Tom and Paul went canoeing on the Muddy River in Brunswick yesterday, so I was home alone from mid-morning till dinnertime. I washed floors and a few windows; I read residency applications and a chunk of my friend's novel manuscript; I copied out Rilke poems, and revised one of my own. I watered the garden and ran the trimmer, tied up the swooning sweet peas, and sat in the chilly sunshine drinking a beer and reading Mary Karr's memoir Cherry. I picked a pan full of fresh spinach and arugula. For dinner I made calzones filled with fried cherry tomatoes, a little bacon, fresh garlic chives and basil, and provolone.
The boys are cogitating about the possibility of a family canoe trip through the Allagash.
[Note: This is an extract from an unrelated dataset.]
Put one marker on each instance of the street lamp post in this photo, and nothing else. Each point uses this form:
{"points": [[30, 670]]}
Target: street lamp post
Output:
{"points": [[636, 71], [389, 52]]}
Apparently they are also taking over-under bets on how many books I will attempt to bring along.
This morning, clouds sit low over the roofs, and fingers of fog stream in from the bay. But I don't think we'll get any rain, which is unfortunate as the soil is drying out and our water bill is skyrocketing from all the irrigation I've had to do. I don't know what my plans for the day are, other than cleaning the bathrooms and talking to Teresa about Rilke. Maybe Tom and I will go for a bike ride or a walk, though I do have a giant blister on the ball of one foot. I'll cook a chuck roast for dinner, make some kind of salad that thrives on new cilantro.
This is Paul's last week of school. On Saturday he graduates from college. And then he'll begin to figure out what might happen next in this gap year that nobody wants. The future looks murky. My sentences are choppy. And so are our thoughts.